But hey maybe I'll have some fun, I'll lie to userspace, hardcode userspace offset
to 0x40000000, always force domain to be different and see what breaks.

My guess is absolutely nothing, except it might expose some bugs where we forgot annotation..

~Maarten
Thomas Hellstrom Sept. 24, 2013, 10:33 a.m. UTC | #8
On 09/24/2013 12:11 PM, Maarten Lankhorst wrote:
> Op 24-09-13 11:36, Daniel Vetter schreef:
>> On Tue, Sep 24, 2013 at 11:03:37AM +0200, Thomas Hellstrom wrote:
>>> On 09/24/2013 09:34 AM, Maarten Lankhorst wrote:
>>>> Op 24-09-13 09:22, Thomas Hellstrom schreef:
>>>>> On 09/23/2013 05:33 PM, Maarten Lankhorst wrote:
>>>>>> Hey,
>>>>>>
>>>>>> Op 13-09-13 11:00, Peter Zijlstra schreef:
>>>>>>> On Fri, Sep 13, 2013 at 10:41:54AM +0200, Daniel Vetter wrote:
>>>>>>>> On Fri, Sep 13, 2013 at 10:29 AM, Peter Zijlstra <peterz@infradead.org> wrote:
>>>>>>>>> On Fri, Sep 13, 2013 at 09:46:03AM +0200, Thomas Hellstrom wrote:
>>>>>>>>>>>> if (!bo_tryreserve()) {
>>>>>>>>>>>>       up_read mmap_sem(); // Release the mmap_sem to avoid deadlocks.

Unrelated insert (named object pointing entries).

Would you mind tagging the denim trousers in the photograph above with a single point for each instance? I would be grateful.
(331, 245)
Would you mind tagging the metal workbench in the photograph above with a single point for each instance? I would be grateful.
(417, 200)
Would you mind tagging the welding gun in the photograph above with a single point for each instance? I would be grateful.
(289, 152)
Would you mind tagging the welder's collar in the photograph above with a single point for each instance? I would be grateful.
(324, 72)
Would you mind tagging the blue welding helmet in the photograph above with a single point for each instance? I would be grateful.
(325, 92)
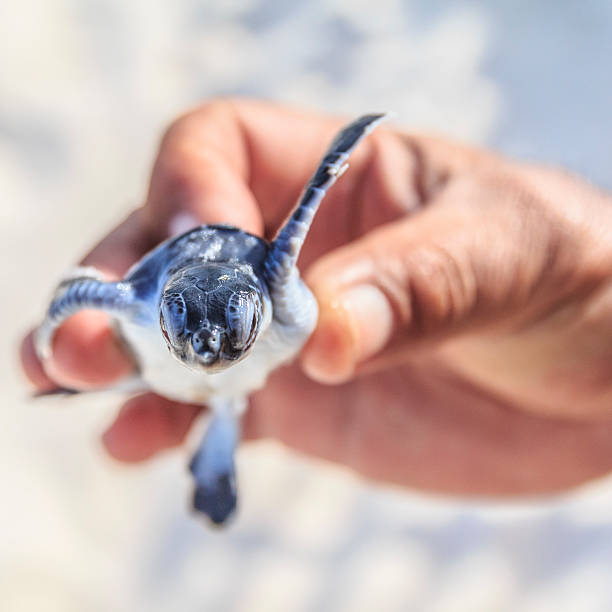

>>>>>>>>>>>>       bo_reserve();               // Wait for the BO to become available (interruptible)
>>>>>>>>>>>>       bo_unreserve();           // Where is bo_wait_unreserved() when we need it, Maarten :P
>>>>>>>>>>>>       return VM_FAULT_RETRY; // Go ahead and retry the VMA walk, after regrabbing
>>>>>>>>>>>> }
>>>>>>>>>> Anyway, could you describe what is wrong, with the above solution, because
>>>>>>>>>> it seems perfectly legal to me.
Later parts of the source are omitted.